Оба эти впечатления – гул голосов с звоном цепей и этот ужасный запах – всегда сливались для Нехлюдова в одно мучительное чувство какой-то нравственной тошноты, переходящей в тошноту физическую. И оба впечатления смешивались и усиливали одно другое.
Глава XII
[описание заключенного]
Ему никакого дела не было до того, каким образом начался мир, по Моисею или Дарвину, и дарвинизм, который так казался важен его сотоварищам, для него был такой же игрушкой мысли, как и творение в шесть дней.
Его не занимал вопрос о том, как произошел мир, именно потому, что вопрос о том, как получше жить в нем, всегда стоял перед ним. О будущей жизни он тоже никогда не думал, в глубине души нося то унаследованное им от предков твердое, спокойное убеждение, общее всем земледельцам, что как в мире животных и растений ничто не кончается, а постоянно переделывается от одной формы в другую – навоз в зерно, зерно в курицу, головастик в лягушку, червяк в бабочку, желудь в дуб, так и человек не уничтожается, но только изменяется. Он верил в это и потому бодро и даже весело всегда смотрел в глаза смерти и твердо переносил страдания, которые ведут к ней, но не любил и не умел говорить об этом. Он любил работать и всегда был занят практическими делами и на такие же практические дела наталкивал товарищей.
***
[о религии]
К религии он относился так же отрицательно, как и к существующему экономическому устройству. Поняв нелепость веры, в которой он вырос, и с усилием и сначала страхом, а потом с восторгом освободившись от нее, он, как бы в возмездие за тот обман, в котором держали его и его предков, не уставал ядовито и озлобленно смеяться над попами и над религиозными догматами.
Глава XIX
[о том, что важно видеть]
Знать, что где-то далеко одни люди мучают других, подвергая их всякого рода развращению, бесчеловечным унижениям и страданиям, или в продолжение трех месяцев видеть беспрестанно это развращение и мучительство одних людей другими – это совсем другое.
***
[о сумасшествии]
Но люди (и их было так много) производили то, что его так удивляло и ужасало, с такой спокойной уверенностью в том, что это не только так надо, но что то, что они делают, очень важное и полезное дело, – что трудно было признать всех этих людей сумасшедшими; себя же сумасшедшим он не мог признать, потому что сознавал ясность своей мысли. И потому постоянно находился в недоумении.

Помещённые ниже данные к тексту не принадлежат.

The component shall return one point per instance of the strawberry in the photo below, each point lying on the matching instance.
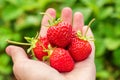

То, что в продолжение этих трех месяцев видел Нехлюдов, представлялось ему в следующем виде: из всех живущих на воле людей посредством суда и администрации отбирались самые нервные, горячие, возбудимые, даровитые и сильные и менее, чем другие, хитрые и осторожные люди, и люди эти, никак не более виновные или опасные для общества, чем те, которые оставались на воле, во-первых, запирались в тюрьмы, этапы, каторги, где и содержались месяцами и годами в полной праздности, материальной обеспеченности и в удалении от природы, семьи, труда, то есть вне всех условий естественной и нравственной жизни человеческой. Это во-первых. Во-вторых, люди эти в этих заведениях подвергались всякого рода ненужным унижениям – цепям, бритым головам, позорной одежде, то есть лишались главного двигателя доброй жизни слабых людей – заботы о мнении людском, стыда, сознания человеческого достоинства. В-третьих, подвергаясь постоянной опасности жизни, – не говоря уже об исключительных случаях солнечных ударов, утопленья, пожаров, – от постоянных в местах заключения заразных болезней, изнурения, побоев, люди эти постоянно находились в том положении, при котором самый добрый, нравственный человек из чувства самосохранения совершает и извиняет других в совершении самых ужасных по жестокости поступков. В-четвертых, люди эти насильственно соединялись с исключительно развращенными жизнью (и в особенности этими же учреждениями) развратниками, убийцами и злодеями, которые действовали, как закваска на тесто, на всех еще не вполне развращенных употребленными средствами людей. И, в-пятых, наконец, всем людям, подвергнутым этим воздействиям, внушалось самым убедительным способом, а именно посредством всякого рода бесчеловечных поступков над ними самими, посредством истязания детей, женщин, стариков, битья, сечения розгами, плетьми, выдавания премии тем, кто представит живым или мертвым убегавшего беглого, разлучения мужей с женами и соединения для сожительства чужих жен с чужими мужчинами, расстреляния, вешания, – внушалось самым убедительным способом то, что всякого рода насилия, жестокости, зверства не только не запрещаются, но разрешаются правительством, когда это для него выгодно, а потому тем более позволено тем, которые находятся в неволе, нужде и бедствиях.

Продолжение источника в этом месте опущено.